Lewis Grizzard has a way with words and said, “Spring time is the land awakening. The March winds are the morning yawn.’

Happy Spring!

 

One Look at Bravery

One of my choices for the new year is to read and write more. In looking at our home with a modicum of reality, we might be called “book poor.” I tend to describe it as “book rich.”

Yes, there are stacks of books in every room of our home, as well as in attic boxes. Five book shelves are packed two deep with others on layered on top. Baskets of books are in all the rooms, including the kitchen with my well-loved recipe books. (I treasure those that my grandmothers used.)

I am in total agreement with Erasmus when he said, “When I have a little money, I buy books; and if I have any left, I buy food and clothes.”

Two new books were part of my Christmas, and I am halfway through Louise Penny’s new book,  Kingdom of the Blind. And, as usual, this Canadian author had me hooked in only a few pages.

I believe I have to agree with Jane Austen in Pride and Prejudice, “I shall be miserable if I have not an excellent library.”

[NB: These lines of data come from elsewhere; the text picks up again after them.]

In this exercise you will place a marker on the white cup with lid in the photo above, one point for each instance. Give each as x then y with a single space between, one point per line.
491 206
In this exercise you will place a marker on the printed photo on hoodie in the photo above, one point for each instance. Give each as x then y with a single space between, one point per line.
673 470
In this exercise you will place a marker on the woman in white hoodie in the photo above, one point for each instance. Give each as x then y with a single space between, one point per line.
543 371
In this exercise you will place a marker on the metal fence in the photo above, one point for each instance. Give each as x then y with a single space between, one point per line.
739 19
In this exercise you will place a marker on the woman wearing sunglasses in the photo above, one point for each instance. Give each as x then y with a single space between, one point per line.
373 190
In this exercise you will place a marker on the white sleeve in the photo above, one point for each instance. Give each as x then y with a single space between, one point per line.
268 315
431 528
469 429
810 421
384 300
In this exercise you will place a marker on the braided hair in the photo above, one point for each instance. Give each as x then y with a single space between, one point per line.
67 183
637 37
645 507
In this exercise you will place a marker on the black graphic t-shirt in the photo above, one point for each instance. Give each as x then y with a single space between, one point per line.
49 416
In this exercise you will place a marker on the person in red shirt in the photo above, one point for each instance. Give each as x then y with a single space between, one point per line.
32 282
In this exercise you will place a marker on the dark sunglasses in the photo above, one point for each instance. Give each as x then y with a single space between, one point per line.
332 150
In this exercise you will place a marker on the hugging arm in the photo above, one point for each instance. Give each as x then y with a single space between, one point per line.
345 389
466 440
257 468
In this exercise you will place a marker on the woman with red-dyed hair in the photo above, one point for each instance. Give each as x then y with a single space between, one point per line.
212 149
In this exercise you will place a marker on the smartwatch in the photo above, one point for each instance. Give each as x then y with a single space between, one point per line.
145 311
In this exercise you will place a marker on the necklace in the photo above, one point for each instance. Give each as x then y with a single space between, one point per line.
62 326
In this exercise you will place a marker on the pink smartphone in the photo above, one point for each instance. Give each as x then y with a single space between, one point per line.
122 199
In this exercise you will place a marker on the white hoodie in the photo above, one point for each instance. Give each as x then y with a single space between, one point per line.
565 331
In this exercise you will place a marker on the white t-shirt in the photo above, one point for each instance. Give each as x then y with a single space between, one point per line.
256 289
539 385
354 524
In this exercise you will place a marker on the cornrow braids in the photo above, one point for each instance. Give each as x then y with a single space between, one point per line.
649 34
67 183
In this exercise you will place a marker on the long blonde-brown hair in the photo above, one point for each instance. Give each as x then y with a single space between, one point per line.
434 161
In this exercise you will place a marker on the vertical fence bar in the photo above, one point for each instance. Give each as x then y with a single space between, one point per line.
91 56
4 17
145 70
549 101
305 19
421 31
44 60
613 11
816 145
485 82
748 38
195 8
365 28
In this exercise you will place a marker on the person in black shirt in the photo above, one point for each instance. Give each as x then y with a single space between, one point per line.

Many eighteenth century women lived on the fringes of written records. Their exploits of tending hearth and home were not the tales of warriors on the battlefield or politicians changing America. Few letters or diaries recount their daily lives of survival, and portraits are even more rare.

My first four books were about Revolutionary War heroines in South Carolina. I immersed myself in that period of history. The role of women, as not only homemakers but vigilant defenders of their turfs themselves, continues to amaze me.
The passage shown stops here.